Post-Artic Monkeys noise which, like all the other bands trying to retrofit Alex Turner and the gang back into their 2005 identity, is just no good. The party ended a decade ago and yet people are still ripping streamers out of their hair, mourning their youth. Take yourselves back, if you must, with Stellar Cast. A song which is as questionable as it is defiantly empty. Smell the stale ale and bitter pub stench, it is all there is for a track which may open with some instrumentally sound movements but, ultimately, falls to pieces by the end of the first chorus parade. A song of obsession with another lover, a boozed-up trip through the difficulties to piece together whether someone is a friend or foe. Ample material. Plenty of it has been made up and darted up the charts before, into the psyche of everyone lacking a Bluetooth feature in their car.

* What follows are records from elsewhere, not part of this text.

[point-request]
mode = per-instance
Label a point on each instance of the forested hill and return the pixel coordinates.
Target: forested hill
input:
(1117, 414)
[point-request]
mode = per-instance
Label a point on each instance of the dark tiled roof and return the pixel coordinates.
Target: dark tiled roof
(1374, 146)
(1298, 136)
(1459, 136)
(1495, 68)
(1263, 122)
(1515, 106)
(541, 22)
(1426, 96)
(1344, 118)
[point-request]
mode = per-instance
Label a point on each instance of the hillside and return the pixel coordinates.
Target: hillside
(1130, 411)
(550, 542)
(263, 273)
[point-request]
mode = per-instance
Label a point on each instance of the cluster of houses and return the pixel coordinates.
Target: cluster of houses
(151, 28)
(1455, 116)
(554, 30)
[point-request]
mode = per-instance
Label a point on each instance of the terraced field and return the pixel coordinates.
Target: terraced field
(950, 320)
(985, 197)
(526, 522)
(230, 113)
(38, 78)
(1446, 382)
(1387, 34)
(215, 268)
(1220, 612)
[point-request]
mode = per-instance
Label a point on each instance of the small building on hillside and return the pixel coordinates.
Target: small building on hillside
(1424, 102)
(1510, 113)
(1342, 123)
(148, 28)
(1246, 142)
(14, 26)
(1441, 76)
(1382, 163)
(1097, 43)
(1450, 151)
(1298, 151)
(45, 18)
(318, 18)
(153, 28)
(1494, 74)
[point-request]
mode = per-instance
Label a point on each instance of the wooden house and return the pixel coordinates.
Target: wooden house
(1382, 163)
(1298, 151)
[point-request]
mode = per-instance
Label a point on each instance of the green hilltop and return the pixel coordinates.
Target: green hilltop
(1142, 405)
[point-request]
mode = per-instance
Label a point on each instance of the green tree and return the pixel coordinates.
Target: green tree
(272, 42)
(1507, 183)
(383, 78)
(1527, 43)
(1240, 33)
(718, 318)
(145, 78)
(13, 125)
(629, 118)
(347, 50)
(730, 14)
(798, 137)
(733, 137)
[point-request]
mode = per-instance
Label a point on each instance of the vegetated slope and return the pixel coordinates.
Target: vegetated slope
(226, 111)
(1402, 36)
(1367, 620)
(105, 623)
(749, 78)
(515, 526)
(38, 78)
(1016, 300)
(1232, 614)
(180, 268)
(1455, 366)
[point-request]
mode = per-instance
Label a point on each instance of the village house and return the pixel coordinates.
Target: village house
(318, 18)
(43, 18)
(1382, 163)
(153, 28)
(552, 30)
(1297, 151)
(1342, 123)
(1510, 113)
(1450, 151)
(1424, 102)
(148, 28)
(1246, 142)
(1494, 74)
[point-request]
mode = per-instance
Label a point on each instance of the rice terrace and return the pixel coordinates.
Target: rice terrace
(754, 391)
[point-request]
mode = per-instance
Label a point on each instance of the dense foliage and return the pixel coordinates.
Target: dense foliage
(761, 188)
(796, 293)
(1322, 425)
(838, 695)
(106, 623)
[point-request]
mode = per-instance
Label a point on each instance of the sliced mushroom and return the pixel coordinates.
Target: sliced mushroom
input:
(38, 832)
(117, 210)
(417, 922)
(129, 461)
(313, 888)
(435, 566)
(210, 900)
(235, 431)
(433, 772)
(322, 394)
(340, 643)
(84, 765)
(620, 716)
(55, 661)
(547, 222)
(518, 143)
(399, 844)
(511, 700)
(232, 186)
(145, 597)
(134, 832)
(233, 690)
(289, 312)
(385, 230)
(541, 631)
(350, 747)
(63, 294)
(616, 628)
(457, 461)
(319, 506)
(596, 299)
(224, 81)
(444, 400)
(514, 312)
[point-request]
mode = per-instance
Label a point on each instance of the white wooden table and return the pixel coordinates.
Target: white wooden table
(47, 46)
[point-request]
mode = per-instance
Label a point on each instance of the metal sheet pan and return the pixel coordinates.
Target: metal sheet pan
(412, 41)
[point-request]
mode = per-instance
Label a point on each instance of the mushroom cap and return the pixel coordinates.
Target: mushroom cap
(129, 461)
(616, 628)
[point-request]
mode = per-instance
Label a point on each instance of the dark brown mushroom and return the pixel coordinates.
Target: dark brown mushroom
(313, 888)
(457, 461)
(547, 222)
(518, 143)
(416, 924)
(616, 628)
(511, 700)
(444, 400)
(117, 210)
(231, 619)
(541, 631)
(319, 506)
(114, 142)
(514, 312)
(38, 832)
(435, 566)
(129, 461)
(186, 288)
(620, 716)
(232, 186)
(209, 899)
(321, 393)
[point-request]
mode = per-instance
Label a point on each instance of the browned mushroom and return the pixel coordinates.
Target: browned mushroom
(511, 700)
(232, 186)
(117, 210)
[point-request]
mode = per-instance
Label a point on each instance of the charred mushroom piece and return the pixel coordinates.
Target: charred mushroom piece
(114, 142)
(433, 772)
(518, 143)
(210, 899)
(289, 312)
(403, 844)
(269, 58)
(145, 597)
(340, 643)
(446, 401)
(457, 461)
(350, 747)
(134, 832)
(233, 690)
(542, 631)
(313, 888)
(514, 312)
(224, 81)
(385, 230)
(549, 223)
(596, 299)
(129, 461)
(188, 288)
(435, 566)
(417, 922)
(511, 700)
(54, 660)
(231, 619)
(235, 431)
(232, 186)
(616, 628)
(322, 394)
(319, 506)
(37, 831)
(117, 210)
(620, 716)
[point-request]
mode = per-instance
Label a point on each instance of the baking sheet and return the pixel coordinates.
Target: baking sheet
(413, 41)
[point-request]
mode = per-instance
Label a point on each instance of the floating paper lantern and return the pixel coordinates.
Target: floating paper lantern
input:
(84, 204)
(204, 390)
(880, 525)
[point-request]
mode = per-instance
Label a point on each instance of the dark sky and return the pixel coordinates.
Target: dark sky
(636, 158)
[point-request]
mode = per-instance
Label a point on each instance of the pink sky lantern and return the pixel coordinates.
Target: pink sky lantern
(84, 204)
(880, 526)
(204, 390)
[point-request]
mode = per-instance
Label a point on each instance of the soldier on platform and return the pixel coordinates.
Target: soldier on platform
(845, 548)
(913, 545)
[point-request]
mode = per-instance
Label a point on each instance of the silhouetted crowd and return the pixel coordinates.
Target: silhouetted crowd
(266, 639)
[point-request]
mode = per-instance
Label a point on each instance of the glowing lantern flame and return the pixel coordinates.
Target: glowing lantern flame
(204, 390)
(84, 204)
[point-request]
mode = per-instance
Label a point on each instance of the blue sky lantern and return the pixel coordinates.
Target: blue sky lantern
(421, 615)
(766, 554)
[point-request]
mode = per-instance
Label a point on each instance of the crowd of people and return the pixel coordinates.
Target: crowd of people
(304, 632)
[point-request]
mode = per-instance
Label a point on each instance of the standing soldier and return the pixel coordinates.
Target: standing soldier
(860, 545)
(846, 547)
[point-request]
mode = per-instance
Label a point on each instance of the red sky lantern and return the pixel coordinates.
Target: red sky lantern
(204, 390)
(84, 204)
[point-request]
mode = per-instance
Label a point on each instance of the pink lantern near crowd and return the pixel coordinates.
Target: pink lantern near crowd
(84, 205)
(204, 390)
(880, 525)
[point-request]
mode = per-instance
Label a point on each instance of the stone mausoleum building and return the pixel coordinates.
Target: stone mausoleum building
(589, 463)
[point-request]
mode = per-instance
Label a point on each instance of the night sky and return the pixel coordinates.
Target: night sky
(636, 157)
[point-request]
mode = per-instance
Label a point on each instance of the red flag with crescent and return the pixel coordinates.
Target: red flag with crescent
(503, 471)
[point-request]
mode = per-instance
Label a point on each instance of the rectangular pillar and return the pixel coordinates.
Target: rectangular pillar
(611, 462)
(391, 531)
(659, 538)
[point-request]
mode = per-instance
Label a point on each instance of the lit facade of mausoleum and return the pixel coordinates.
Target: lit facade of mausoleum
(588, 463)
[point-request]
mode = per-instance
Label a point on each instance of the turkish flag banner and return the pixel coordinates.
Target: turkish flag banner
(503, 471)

But the times they are a-changing and for The Lathums this crossroads, the choice between sticking to their smoking guns now out of ammunition or gritting the road to newfound sound, makes no difference. They are still chasing their influences with Stellar Cast, a song where the bounce and appeal of its instrumental riffs fall to bits when you realise they are still playing dress-up as a sophisticated band. They are not doing anything out of the ordinary. Music made for those who cannot move on from the death of a genre. The issue is not the subject but the writing style. Being unable to move on from some nondescript lover is the songwriting dream, yet The Lathums cannot take it anywhere but guitar distortion, a borderline nutty dance fiasco where this energy hides a hollow core.
Stellar Cast is a frustrating non-song. An absolutely fine example of how slick guitar work and instrumental punchiness are enough to hide the pitfalls of poor writing. Alex Moore has these stories whirring away in his mind, those emotional hangups which prove tender and, crucially, true. But there is no way of cobbling them together with a new meaning or instrumental flavour in mind. He follows the law of Turner and, along with his bandmates, comes out the other end with nothing of particular interest. Noise heard elsewhere, better, before. An album already dated and, at time of writing, not yet released. Paradoxical in most cases but for The Lathums it comes from maintaining a sound most people feel nostalgic for. You cannot survive off nostalgia, much like you cannot just eat pepperoni slices and Blu-tak. There is a sickliness to that sort of living.